Prenez un peuple. Avant qu'il ne vous prenne. Qu'en faire ? Le gouverner à défaut de pouvoir s'en débarrasser. Comment le gouverner ? En le divisant, dit le vieux manuel du colonialisme. D'abord en deux : kabyles et «arabes». Ensuite, divisez les kabyles en deux : RCD et FFS, puis en quatre : genre Maatoub, genre Ouyahia. Pour les «arabes», divisez-les en deux : au Pouvoir, sans Pouvoir. Puis en quatre : Chaouis, Ouest, militaires et historiques. Si cela ne suffit pas, divisez encore : M'cirdis, vieux maquisards, proches de Bouteflika, Oujdis d'Oujda. Peut-on diviser politiquement des Tlemcéniens ? Oui, en trois : proches de Bouteflika, anciens de Messali et anciens Andalous, fiers harraga dans le sens contraire des époques modernes.

 Et les gens au Pouvoir ? Facile : en deux d'abord : FLN et RND, le MSP étant une soustraction, pas une division. On peut aussi diviser encore plus : redresseurs et pro-Belkhadem au sein même du FLN. On peut aller plus loin, dit-on : proches de Bouteflika et proches de son employeur. Janviéristes, novembristes, marsistes (moudjahids de fin mars), gens du 19 juin.

 Et les gens du Sud ? Encore plus facile : dans le pétrole, hors du pétrole. Recrutés contre chômeurs. Agents de sécurité contre agents d'insécurité, selon le pipeline.

 Et les islamistes ? Toujours la même règle : Djaballah contre un DSK islamiste dont on ne parle plus, Soltani contre néo-nahnahistes, repentis contre GSPC, élus contre oubliés? etc.

 Encore une question : peut-on diviser la Présidence par exemple ? Encore oui : d'abord Bouteflika et ceux qui misent sur son frère. D'ailleurs, même Bouteflika est divisé : il ne sait plus quoi faire, quoi décider, que décider et est-ce qu'il faut décider ou attendre.

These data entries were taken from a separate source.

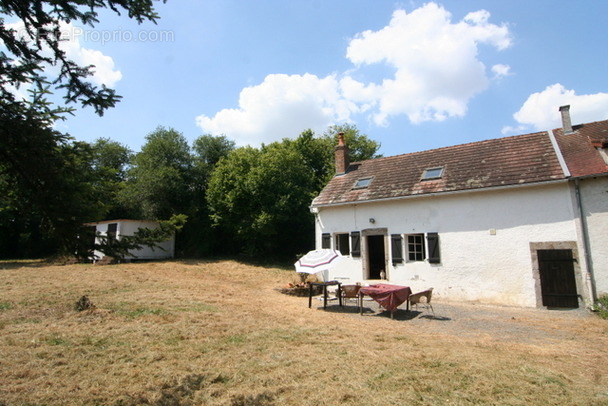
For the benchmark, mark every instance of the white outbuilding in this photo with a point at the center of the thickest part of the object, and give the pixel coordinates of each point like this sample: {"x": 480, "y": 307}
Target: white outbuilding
{"x": 115, "y": 229}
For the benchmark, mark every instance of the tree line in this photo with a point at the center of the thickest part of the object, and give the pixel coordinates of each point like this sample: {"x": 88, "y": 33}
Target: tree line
{"x": 228, "y": 200}
{"x": 237, "y": 201}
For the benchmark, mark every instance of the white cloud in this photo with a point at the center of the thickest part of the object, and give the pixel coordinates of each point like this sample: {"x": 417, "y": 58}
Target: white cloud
{"x": 280, "y": 107}
{"x": 104, "y": 69}
{"x": 436, "y": 62}
{"x": 435, "y": 72}
{"x": 541, "y": 110}
{"x": 501, "y": 71}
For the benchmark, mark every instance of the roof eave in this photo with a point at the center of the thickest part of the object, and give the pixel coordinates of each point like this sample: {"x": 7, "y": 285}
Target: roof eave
{"x": 444, "y": 193}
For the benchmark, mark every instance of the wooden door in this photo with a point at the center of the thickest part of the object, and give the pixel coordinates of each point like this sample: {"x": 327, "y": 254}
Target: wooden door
{"x": 558, "y": 284}
{"x": 376, "y": 256}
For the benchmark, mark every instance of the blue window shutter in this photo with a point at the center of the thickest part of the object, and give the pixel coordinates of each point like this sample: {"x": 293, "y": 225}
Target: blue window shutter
{"x": 355, "y": 243}
{"x": 433, "y": 243}
{"x": 397, "y": 248}
{"x": 326, "y": 240}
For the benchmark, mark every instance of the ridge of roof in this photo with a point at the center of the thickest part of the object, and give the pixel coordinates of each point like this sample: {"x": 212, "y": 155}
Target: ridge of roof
{"x": 530, "y": 158}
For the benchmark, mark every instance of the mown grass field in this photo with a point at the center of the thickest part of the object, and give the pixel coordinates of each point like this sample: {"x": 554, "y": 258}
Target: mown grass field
{"x": 220, "y": 333}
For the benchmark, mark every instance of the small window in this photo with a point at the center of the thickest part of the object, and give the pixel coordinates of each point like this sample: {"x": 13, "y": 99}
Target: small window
{"x": 355, "y": 243}
{"x": 415, "y": 247}
{"x": 112, "y": 231}
{"x": 325, "y": 240}
{"x": 432, "y": 173}
{"x": 343, "y": 243}
{"x": 362, "y": 183}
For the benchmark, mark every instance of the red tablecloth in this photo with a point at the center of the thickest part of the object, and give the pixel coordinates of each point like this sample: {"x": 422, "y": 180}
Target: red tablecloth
{"x": 388, "y": 296}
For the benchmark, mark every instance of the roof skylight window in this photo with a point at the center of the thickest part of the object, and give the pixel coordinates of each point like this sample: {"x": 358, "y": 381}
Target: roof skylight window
{"x": 362, "y": 183}
{"x": 432, "y": 173}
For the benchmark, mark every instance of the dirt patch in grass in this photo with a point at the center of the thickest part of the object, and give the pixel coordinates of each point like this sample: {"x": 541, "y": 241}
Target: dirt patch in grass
{"x": 221, "y": 333}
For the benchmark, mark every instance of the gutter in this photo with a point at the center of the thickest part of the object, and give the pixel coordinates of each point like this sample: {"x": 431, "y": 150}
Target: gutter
{"x": 582, "y": 220}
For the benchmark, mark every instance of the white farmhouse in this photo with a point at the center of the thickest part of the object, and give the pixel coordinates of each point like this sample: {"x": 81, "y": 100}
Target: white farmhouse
{"x": 118, "y": 228}
{"x": 518, "y": 221}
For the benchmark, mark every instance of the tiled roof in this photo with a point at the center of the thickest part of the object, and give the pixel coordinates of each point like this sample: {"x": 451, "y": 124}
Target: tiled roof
{"x": 522, "y": 159}
{"x": 579, "y": 148}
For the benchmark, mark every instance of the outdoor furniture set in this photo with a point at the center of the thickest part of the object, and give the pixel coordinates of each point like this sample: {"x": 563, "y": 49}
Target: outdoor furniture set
{"x": 390, "y": 297}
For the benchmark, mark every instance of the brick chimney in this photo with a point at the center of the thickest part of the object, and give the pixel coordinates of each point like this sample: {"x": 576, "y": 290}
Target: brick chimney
{"x": 342, "y": 160}
{"x": 566, "y": 122}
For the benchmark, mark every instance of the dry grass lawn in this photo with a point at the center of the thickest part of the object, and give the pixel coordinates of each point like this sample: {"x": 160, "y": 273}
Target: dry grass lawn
{"x": 220, "y": 333}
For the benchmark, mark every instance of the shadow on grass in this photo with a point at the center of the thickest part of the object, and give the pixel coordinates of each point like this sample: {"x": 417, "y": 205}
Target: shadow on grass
{"x": 22, "y": 263}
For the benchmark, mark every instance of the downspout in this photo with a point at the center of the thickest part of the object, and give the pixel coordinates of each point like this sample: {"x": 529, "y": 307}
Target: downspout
{"x": 584, "y": 229}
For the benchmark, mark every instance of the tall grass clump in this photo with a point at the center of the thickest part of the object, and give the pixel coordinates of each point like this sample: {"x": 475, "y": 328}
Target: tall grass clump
{"x": 601, "y": 306}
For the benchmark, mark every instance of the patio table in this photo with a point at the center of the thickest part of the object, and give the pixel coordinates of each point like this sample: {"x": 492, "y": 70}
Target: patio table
{"x": 324, "y": 285}
{"x": 388, "y": 296}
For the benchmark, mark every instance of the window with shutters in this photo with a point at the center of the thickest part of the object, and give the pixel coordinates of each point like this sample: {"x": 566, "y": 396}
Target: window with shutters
{"x": 343, "y": 243}
{"x": 355, "y": 244}
{"x": 397, "y": 248}
{"x": 325, "y": 240}
{"x": 415, "y": 247}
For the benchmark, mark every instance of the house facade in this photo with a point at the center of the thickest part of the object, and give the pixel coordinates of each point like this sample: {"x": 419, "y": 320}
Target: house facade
{"x": 516, "y": 221}
{"x": 117, "y": 228}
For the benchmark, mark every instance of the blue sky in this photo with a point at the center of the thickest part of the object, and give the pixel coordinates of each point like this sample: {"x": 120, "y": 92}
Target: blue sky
{"x": 412, "y": 75}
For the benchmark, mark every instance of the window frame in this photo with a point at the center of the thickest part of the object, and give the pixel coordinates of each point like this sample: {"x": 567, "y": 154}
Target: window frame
{"x": 426, "y": 174}
{"x": 368, "y": 180}
{"x": 418, "y": 253}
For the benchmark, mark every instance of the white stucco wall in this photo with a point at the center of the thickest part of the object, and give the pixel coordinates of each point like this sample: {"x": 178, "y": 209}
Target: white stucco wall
{"x": 594, "y": 200}
{"x": 129, "y": 227}
{"x": 484, "y": 239}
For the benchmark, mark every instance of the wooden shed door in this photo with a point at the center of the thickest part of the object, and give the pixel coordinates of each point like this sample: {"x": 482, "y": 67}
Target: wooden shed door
{"x": 557, "y": 281}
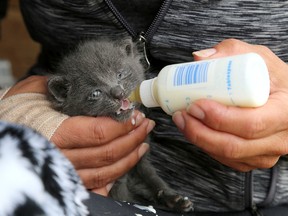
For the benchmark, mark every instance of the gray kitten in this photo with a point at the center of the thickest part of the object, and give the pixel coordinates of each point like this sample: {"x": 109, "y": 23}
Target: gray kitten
{"x": 96, "y": 80}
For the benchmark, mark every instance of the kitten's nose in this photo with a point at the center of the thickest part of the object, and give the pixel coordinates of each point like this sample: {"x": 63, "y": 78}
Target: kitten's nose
{"x": 117, "y": 92}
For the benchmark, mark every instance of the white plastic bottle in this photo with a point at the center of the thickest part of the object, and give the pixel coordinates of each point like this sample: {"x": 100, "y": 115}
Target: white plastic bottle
{"x": 241, "y": 80}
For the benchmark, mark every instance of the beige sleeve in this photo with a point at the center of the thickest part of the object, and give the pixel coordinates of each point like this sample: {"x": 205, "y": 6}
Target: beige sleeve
{"x": 32, "y": 110}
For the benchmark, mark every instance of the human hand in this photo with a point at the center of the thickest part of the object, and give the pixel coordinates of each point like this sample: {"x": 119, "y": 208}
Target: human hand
{"x": 242, "y": 138}
{"x": 100, "y": 149}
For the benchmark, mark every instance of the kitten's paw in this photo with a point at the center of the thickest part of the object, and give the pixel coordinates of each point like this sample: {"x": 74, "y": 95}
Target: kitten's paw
{"x": 175, "y": 201}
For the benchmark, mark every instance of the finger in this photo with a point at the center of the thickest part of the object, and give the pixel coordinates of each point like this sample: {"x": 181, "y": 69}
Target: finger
{"x": 249, "y": 123}
{"x": 99, "y": 177}
{"x": 229, "y": 146}
{"x": 93, "y": 157}
{"x": 84, "y": 131}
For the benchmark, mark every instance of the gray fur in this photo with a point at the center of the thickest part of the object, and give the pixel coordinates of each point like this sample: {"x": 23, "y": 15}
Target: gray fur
{"x": 95, "y": 79}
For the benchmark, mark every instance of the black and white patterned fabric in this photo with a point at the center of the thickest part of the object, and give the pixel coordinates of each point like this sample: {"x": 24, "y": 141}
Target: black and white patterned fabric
{"x": 36, "y": 179}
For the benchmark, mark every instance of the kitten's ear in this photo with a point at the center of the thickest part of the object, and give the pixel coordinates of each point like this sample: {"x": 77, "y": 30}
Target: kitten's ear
{"x": 128, "y": 47}
{"x": 58, "y": 87}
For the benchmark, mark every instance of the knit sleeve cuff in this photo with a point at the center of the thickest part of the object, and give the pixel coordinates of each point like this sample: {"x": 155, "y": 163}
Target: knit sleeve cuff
{"x": 32, "y": 110}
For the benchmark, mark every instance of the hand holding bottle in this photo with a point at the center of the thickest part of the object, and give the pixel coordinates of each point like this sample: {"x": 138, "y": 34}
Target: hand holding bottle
{"x": 242, "y": 138}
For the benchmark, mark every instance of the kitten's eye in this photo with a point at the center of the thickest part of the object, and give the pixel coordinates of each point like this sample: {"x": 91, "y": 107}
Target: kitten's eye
{"x": 122, "y": 74}
{"x": 95, "y": 95}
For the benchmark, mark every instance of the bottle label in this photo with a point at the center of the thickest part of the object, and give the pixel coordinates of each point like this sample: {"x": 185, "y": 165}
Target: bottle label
{"x": 190, "y": 74}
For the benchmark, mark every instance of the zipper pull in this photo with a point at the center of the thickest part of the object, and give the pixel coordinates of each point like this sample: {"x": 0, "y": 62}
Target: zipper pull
{"x": 142, "y": 40}
{"x": 255, "y": 211}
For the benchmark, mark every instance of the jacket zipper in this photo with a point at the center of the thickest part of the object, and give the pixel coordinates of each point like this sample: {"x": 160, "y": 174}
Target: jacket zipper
{"x": 142, "y": 37}
{"x": 249, "y": 195}
{"x": 152, "y": 28}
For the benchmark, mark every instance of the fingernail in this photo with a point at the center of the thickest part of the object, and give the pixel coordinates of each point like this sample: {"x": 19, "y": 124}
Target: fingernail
{"x": 150, "y": 126}
{"x": 178, "y": 120}
{"x": 138, "y": 120}
{"x": 205, "y": 53}
{"x": 195, "y": 111}
{"x": 109, "y": 186}
{"x": 143, "y": 149}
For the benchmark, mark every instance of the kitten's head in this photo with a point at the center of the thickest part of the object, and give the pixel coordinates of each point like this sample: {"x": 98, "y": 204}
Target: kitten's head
{"x": 96, "y": 79}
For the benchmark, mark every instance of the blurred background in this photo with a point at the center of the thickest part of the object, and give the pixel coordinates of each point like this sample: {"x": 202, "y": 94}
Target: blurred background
{"x": 17, "y": 50}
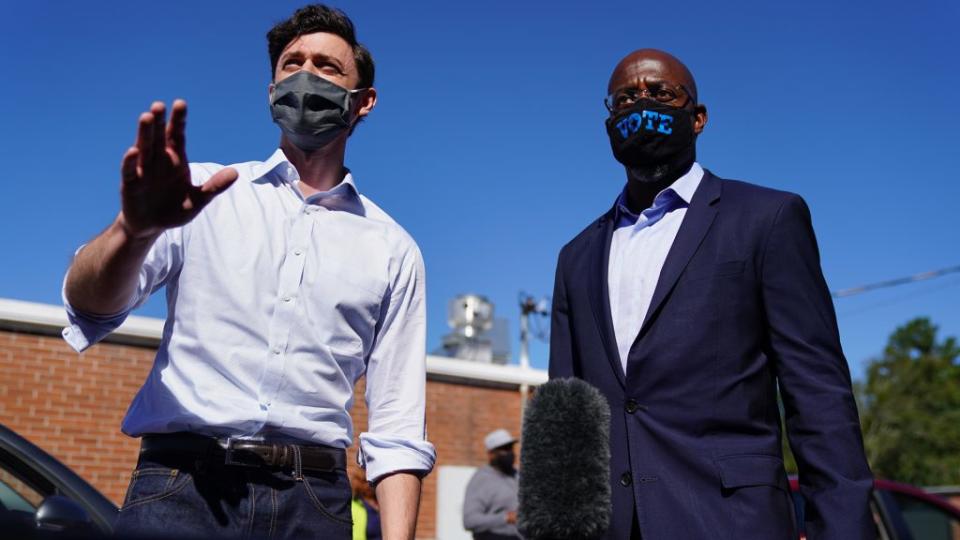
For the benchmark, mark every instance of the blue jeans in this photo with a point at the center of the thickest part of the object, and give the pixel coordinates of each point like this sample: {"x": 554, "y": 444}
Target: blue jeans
{"x": 179, "y": 497}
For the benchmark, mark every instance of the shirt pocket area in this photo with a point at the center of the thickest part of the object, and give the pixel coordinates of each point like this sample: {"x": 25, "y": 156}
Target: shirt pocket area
{"x": 717, "y": 270}
{"x": 751, "y": 470}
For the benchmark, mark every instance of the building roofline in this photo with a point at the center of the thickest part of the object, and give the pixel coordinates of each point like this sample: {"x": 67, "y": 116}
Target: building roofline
{"x": 48, "y": 319}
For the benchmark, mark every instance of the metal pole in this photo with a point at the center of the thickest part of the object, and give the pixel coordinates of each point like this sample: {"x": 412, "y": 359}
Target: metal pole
{"x": 524, "y": 352}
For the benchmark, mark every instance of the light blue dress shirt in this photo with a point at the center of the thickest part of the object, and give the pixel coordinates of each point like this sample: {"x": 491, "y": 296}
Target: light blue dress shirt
{"x": 276, "y": 305}
{"x": 638, "y": 249}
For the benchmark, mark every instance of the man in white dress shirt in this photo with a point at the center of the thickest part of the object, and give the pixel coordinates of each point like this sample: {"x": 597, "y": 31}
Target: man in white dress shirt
{"x": 284, "y": 286}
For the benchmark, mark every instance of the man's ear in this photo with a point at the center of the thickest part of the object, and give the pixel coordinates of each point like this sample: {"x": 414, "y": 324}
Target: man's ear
{"x": 699, "y": 118}
{"x": 366, "y": 102}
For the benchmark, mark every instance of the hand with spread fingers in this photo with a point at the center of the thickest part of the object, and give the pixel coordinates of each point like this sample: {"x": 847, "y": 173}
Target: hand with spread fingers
{"x": 156, "y": 191}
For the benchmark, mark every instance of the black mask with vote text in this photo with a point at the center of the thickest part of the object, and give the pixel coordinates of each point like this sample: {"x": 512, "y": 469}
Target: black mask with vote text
{"x": 651, "y": 134}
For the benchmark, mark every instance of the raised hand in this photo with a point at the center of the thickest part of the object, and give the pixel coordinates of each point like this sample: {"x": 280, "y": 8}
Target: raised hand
{"x": 156, "y": 191}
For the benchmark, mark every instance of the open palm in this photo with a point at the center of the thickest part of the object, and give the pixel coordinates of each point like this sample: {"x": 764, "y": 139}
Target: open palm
{"x": 156, "y": 190}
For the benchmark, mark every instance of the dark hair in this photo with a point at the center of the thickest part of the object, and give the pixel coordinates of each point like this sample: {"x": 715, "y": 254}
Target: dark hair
{"x": 320, "y": 18}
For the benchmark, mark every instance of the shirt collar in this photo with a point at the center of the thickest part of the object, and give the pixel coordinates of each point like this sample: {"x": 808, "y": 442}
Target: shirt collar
{"x": 684, "y": 187}
{"x": 343, "y": 196}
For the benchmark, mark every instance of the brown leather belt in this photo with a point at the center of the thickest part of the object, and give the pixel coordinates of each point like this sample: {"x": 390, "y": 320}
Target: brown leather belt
{"x": 246, "y": 453}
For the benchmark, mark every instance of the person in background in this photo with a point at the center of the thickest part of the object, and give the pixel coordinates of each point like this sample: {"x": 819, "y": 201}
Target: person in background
{"x": 490, "y": 502}
{"x": 364, "y": 508}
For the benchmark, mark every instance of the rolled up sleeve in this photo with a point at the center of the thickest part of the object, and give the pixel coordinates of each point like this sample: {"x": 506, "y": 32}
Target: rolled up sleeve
{"x": 163, "y": 261}
{"x": 396, "y": 381}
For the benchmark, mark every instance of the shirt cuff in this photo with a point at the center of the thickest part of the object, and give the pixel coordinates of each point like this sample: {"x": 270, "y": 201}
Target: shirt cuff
{"x": 381, "y": 455}
{"x": 86, "y": 330}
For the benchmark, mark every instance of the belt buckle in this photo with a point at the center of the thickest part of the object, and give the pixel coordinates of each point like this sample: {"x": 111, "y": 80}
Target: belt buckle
{"x": 229, "y": 449}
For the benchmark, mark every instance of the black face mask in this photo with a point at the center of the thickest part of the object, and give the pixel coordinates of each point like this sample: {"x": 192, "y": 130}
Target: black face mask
{"x": 310, "y": 110}
{"x": 504, "y": 462}
{"x": 651, "y": 135}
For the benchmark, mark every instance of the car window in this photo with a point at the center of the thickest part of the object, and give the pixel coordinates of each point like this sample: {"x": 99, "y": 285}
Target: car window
{"x": 926, "y": 520}
{"x": 799, "y": 507}
{"x": 15, "y": 495}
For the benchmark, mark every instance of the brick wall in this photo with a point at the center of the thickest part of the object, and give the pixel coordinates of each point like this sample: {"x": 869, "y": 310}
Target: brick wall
{"x": 72, "y": 404}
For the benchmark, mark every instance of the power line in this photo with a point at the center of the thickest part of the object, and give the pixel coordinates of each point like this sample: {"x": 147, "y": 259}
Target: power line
{"x": 843, "y": 293}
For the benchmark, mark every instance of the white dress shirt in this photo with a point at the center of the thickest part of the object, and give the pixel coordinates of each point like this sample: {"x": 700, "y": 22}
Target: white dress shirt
{"x": 276, "y": 305}
{"x": 638, "y": 250}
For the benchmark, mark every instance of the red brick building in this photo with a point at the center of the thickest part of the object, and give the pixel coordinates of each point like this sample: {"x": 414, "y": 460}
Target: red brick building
{"x": 72, "y": 404}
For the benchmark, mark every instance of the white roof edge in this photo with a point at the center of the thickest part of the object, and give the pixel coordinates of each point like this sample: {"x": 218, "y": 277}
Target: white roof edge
{"x": 49, "y": 317}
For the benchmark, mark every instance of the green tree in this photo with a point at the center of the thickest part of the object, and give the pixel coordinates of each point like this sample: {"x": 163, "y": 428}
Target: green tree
{"x": 910, "y": 407}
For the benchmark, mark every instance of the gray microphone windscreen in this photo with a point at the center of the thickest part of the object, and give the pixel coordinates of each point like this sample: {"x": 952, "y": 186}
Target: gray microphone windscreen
{"x": 565, "y": 463}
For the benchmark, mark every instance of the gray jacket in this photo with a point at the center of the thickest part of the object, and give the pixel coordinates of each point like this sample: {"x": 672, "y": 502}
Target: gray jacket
{"x": 490, "y": 495}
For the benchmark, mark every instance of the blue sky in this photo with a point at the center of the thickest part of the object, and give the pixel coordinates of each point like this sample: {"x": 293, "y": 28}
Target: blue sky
{"x": 488, "y": 144}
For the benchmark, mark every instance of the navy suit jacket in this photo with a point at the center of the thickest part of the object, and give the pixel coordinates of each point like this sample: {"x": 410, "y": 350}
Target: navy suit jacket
{"x": 740, "y": 307}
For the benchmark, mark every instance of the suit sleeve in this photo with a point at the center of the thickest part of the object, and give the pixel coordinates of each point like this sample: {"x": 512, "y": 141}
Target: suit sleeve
{"x": 561, "y": 344}
{"x": 821, "y": 415}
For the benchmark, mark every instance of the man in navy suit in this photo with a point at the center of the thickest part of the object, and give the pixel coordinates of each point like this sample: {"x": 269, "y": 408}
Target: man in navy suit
{"x": 692, "y": 304}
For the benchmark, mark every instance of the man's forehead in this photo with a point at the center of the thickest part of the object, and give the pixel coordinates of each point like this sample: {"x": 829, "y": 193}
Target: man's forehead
{"x": 651, "y": 66}
{"x": 320, "y": 42}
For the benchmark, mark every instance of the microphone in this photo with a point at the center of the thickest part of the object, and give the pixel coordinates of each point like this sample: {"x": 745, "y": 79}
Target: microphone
{"x": 564, "y": 483}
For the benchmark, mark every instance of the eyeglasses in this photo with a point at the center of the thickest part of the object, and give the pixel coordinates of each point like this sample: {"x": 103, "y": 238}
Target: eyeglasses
{"x": 662, "y": 92}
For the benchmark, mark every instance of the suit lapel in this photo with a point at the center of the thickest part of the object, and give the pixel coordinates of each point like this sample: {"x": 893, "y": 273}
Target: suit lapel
{"x": 692, "y": 231}
{"x": 599, "y": 292}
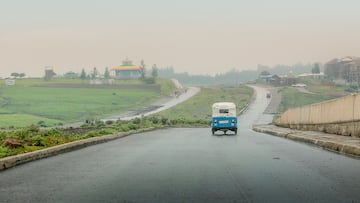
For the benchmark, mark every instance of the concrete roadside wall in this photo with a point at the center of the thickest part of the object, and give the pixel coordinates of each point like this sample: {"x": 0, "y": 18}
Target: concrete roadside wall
{"x": 340, "y": 116}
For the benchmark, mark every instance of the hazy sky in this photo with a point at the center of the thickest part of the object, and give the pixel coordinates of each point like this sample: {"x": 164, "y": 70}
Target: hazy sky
{"x": 198, "y": 36}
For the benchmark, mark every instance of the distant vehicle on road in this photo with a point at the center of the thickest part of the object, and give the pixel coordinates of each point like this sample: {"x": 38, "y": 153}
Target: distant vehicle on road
{"x": 224, "y": 117}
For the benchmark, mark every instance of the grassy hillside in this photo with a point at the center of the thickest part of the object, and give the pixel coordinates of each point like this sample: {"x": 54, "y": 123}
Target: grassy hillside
{"x": 34, "y": 101}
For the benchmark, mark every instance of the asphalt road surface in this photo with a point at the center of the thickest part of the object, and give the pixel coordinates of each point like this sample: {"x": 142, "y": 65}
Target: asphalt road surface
{"x": 189, "y": 165}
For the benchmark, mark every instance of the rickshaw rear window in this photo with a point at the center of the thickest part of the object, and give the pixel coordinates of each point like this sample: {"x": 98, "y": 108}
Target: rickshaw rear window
{"x": 224, "y": 111}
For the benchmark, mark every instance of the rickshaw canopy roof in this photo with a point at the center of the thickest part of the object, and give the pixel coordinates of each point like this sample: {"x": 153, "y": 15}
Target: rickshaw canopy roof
{"x": 224, "y": 109}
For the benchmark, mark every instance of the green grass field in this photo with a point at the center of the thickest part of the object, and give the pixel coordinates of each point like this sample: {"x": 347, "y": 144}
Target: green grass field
{"x": 199, "y": 107}
{"x": 32, "y": 101}
{"x": 292, "y": 98}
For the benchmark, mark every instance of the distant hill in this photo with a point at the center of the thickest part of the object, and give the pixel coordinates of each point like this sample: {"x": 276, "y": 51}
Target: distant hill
{"x": 233, "y": 76}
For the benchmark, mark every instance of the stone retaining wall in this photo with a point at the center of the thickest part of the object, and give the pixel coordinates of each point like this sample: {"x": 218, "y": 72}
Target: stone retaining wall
{"x": 340, "y": 116}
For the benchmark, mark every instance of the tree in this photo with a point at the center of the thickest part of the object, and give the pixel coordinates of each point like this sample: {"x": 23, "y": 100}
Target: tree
{"x": 316, "y": 69}
{"x": 15, "y": 75}
{"x": 142, "y": 70}
{"x": 21, "y": 75}
{"x": 107, "y": 73}
{"x": 154, "y": 71}
{"x": 94, "y": 73}
{"x": 83, "y": 74}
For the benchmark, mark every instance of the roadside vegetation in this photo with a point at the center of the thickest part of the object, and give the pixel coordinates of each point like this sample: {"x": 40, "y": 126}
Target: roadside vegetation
{"x": 196, "y": 112}
{"x": 318, "y": 91}
{"x": 62, "y": 101}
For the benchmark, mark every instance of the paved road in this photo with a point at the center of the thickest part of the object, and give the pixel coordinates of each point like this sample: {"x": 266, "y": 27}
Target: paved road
{"x": 189, "y": 165}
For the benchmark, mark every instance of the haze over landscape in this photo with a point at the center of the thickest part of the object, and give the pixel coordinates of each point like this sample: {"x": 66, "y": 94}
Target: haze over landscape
{"x": 200, "y": 37}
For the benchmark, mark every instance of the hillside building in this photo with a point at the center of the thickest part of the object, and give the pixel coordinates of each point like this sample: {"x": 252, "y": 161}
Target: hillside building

 L'idée de base est que ce peuple, qui s'est soulevé comme un seul homme (contre le colonialisme), s'est assis comme une poignée de sable. On est donc passé du statut de peuple vaillant contre le colon, à celui où deux voisins de palier ne peuvent même pas s'entendre sur l'achat d'une ampoule commune.

 Une des idées les plus sournoises de la propagande du régime est d'avoir confondu, dans les esprits, division et avis différents. C'est-à-dire multipartisme et régionalisme, régionalisme et régionalisation, représentation des classes et menace. D'ailleurs, la loi touche même l'armée. «Une armée politique», selon l'expression de Sid Ahmed Ghozali, et une armée des troupes. L'uniforme et le multiforme; le galon ou le téléphone. Passons.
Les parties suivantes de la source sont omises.